While some families get to see their Laker student-athlete excel in different sports, other families have more than one student-athlete donning the Green and White. In fact, there are five sets of siblings currently competing for Laker teams, either on the same squad or in different sports.
Senior swingman Damian Zalewski of the men’s basketball team gave his family a preview of what life was like to be a Roosevelt student-athlete. When it came time for Damian’s younger sister, Emily, to choose a university and pursue a collegiate tennis career, her decision was much more informed thanks to her older brother’s first-hand experience on campus.
“I encouraged my sister to make her own decision on where she wanted to receive her education, but I told my family and Emily that Roosevelt is a great college and I have enjoyed my time here,” Damian recalled. “I think it made her lean toward Roosevelt a little bit more.”
Senior Andrea Munoz actually started out at Calumet College of St. Joseph and played on the Crimson Wave women’s soccer team. When it came time for her younger sister, Monica, to make a college choice, Andrea also made the decision to join her sister at Roosevelt and reunite a soccer tandem that has played together since Monica was four.
“It was more like we made the decision together to attend school and play soccer here,” Monica, now a sophomore, said of their choice to play at Roosevelt. “She would transfer in as a junior and I would be an incoming freshman. It was like we were starting a new chapter together.”
Matt Marrera first became knowledgeable about Roosevelt as a sophomore in high school, when his older brother, Mike, was taking his official campus visit to Roosevelt during his senior year at Hinsdale South. Matt said he “instantly fell in love with the campus.” After Mike joined the Roosevelt baseball team and became one of the Lakers’ top pitchers, it was an easy decision for Matt to continue his baseball career at Roosevelt.

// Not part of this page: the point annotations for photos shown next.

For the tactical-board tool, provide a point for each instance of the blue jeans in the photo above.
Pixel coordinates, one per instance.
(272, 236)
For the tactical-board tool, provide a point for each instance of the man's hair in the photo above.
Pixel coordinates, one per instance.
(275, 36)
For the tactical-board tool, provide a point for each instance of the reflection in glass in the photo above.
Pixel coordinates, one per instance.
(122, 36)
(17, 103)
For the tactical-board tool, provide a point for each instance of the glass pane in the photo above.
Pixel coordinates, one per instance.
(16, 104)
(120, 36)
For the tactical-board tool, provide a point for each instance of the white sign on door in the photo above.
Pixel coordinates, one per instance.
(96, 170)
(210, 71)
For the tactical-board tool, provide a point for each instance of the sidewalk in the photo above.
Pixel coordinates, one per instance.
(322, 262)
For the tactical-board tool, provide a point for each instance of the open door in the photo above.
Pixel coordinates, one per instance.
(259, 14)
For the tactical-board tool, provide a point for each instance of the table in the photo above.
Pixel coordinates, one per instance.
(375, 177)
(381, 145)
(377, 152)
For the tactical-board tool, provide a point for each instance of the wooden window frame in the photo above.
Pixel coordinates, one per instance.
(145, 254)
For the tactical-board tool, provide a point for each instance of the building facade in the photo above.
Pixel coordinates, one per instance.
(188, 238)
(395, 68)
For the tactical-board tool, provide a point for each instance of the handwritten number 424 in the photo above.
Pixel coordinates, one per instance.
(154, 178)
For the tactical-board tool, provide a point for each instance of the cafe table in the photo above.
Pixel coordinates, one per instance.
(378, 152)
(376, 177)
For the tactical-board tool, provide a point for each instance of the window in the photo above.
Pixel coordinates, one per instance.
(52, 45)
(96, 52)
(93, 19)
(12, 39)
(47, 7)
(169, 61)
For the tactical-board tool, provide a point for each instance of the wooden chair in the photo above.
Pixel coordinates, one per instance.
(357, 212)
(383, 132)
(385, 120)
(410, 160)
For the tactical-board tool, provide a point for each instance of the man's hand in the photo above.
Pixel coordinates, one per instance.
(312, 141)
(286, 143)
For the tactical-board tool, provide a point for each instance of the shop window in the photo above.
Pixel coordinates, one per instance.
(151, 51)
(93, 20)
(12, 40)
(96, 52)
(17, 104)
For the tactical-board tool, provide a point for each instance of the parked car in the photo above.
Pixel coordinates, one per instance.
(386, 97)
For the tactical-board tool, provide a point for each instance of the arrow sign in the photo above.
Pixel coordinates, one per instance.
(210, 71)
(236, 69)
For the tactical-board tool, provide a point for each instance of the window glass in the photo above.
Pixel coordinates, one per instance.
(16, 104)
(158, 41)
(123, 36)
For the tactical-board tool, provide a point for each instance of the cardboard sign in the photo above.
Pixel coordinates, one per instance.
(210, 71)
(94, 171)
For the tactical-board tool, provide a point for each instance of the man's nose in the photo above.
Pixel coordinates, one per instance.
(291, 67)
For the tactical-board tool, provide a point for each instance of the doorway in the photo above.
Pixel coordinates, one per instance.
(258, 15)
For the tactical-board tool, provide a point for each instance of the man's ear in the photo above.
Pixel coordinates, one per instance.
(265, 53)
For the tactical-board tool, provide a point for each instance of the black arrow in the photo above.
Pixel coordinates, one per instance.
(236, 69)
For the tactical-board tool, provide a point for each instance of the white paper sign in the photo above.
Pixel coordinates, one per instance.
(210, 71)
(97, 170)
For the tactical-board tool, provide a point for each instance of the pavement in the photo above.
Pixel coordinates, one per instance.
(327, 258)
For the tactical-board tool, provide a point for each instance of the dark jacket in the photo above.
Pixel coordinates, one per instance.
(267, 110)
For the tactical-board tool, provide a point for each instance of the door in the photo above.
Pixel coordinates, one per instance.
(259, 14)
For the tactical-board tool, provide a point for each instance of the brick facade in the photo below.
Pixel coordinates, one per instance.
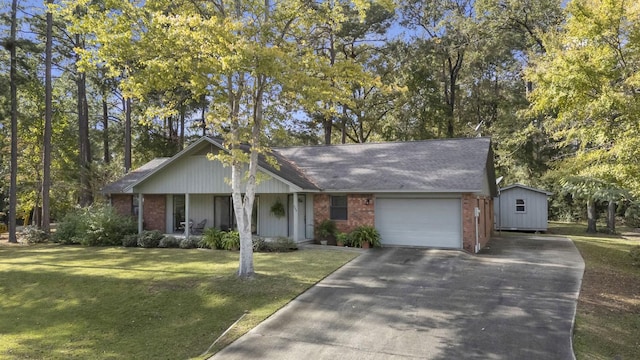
(154, 212)
(359, 212)
(485, 221)
(122, 204)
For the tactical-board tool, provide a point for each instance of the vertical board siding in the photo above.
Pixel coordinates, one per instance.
(535, 217)
(199, 175)
(201, 208)
(169, 215)
(269, 225)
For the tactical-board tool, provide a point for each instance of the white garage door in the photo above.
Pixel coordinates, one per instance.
(419, 222)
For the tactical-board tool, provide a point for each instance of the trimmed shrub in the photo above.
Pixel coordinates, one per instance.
(32, 235)
(150, 239)
(212, 238)
(99, 225)
(365, 233)
(231, 240)
(280, 244)
(189, 243)
(130, 240)
(634, 253)
(169, 242)
(326, 229)
(344, 238)
(258, 243)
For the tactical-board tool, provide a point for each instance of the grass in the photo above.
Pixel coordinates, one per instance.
(61, 302)
(608, 315)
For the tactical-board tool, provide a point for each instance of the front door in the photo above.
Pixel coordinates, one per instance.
(302, 218)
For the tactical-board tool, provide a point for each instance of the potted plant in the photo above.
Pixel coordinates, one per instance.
(365, 236)
(326, 229)
(342, 239)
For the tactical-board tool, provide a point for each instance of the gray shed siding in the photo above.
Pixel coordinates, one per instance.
(534, 218)
(199, 175)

“Aside from the campus, and being able to live in such a beautiful city, the biggest and most special reason I came here to study and play ball was to step on the same baseball field at a collegiate level with my older brother Mike,” said Matt Marrera, now a sophomore infielder on coach Steve Marchi’s baseball team. “My older brother is not only a great pitcher, but he’s also my mentor, my inspiration and my best friend.”
The Narcisi sisters, both now juniors, have excelled for Roosevelt in different athletic settings. Gina Narcisi is consistently one of head coach Aaron King’s top two cross country runners and a distance standout during track season, while her twin sister, Maria, has overcome injury to emerge as starting goalkeeper for women’s soccer coach Roland Hahn. Maria even became the program’s first-ever CCAC Player of the Week, thanks to her stonewall play between the posts.
“My sister wasn’t originally attending Roosevelt, but she made a last-minute switch and I’m glad she did because we’ve only gotten closer,” Gina Narcisi said. “Teammates become family, but it’s always nice to have someone around who actually is.”
Gina’s cross country and track teammates, Jessica and Jackie Fuller, not only have each other to lean on, but their father, Jeff, who is Roosevelt’s carpenter foreman.
Jessica and Jackie Fuller
Many of the sibling duos say that competing for the same school, whether on the same team or not, has brought them closer together. “Ever since my sister and I were little, we would always talk about how we dreamed of going to college together to play soccer on the same team,” Monica Munoz said. “Now I’m playing college ball with my big sister. It’s nice to know it worked out the way it did.”
“I was always used to being on the field, course, or track with my twin, and I miss calling her a teammate,” Gina Narcisi said. “Since we play different sports, now we’ve learned to be each other’s biggest fans.”